In the film, an extraterrestrial resembling a frog attempts to mate with unwilling teenage girls. A boy attempts to save the damsels-in-distress.

==Plot==
A frog-like alien attacks a group of teenagers who are camping, to mate with the girls. A boy's horror film knowledge helps them fight against the monster.

==Production==
Kanefsky directed this film when he was 20 years old. The film satirizes horror films, five years before Scream would be released. A review for DVD Verdict said that the difference between There's Nothing Out There and Scream is that the first film is a comedy, while the other film can stand alone as a horror film. Various horror films are referenced, including Psycho.

There's Nothing Out There was filmed with 16 mm film, with the editing done on a Steenbeck. The film was finished in 1990 and was first released in 1991. After the film's success at the Independent Film Project film festival, they attempted to have a film studio release it. The director said of the film studios, "We had some important screenings, but the studios didn't understand the film. It was a horror film and a comedy that talked about horror films". He also compared his film to Scream.

It had a showing in New York City and Los Angeles, but no profit was made. The film rights were sold to Image Entertainment in 1992, and the company released the film on VHS and laser disc. The film aired on HBO and Cinemax in 1993.

==Reception==

Reviewing the film in The New York Times, Janet Maslin wrote that Kanefsky's "intentions are good and his effects sometimes funny, but the whole film plays like exactly what it is, namely the work of a 20-year-old college student". She concluded that "Aside from Mr. Peck's comic timing and the cleverness of a few gags...not much about the film rises above amateurishness, but Mr.

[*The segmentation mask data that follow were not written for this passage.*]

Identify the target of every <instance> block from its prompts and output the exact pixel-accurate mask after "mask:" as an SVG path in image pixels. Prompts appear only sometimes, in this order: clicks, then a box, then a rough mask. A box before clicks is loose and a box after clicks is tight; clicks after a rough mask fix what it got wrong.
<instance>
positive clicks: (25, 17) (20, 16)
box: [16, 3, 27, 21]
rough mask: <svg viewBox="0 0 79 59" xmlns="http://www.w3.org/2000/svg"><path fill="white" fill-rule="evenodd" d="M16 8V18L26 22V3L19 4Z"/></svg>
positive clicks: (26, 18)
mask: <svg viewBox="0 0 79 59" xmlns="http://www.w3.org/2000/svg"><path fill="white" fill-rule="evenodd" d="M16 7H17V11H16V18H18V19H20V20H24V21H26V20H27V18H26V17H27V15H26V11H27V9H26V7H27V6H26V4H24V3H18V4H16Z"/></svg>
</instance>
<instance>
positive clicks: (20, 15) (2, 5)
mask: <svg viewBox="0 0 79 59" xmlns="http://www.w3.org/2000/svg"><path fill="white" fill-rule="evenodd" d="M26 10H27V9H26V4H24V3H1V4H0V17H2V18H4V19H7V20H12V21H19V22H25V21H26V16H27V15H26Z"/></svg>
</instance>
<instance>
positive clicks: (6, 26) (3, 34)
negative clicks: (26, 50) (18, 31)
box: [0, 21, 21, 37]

Kanefsky does show energy and promise."

Tom Becker, of DVD Verdict, concluded his review with, "A cool, if slightly loquacious, release from Troma, There's Nothing Out There is a fun little film that's worth checking out".

A review in VideoHound's Cult Flicks & Trash Pics said, "In general, this no-budget parody of screen schlock is barely better than the dreck it imitates".

==Home media==
Image Entertainment released the film on VHS and laser disc in 1992. It was released on DVD in 2011 by Troma Entertainment.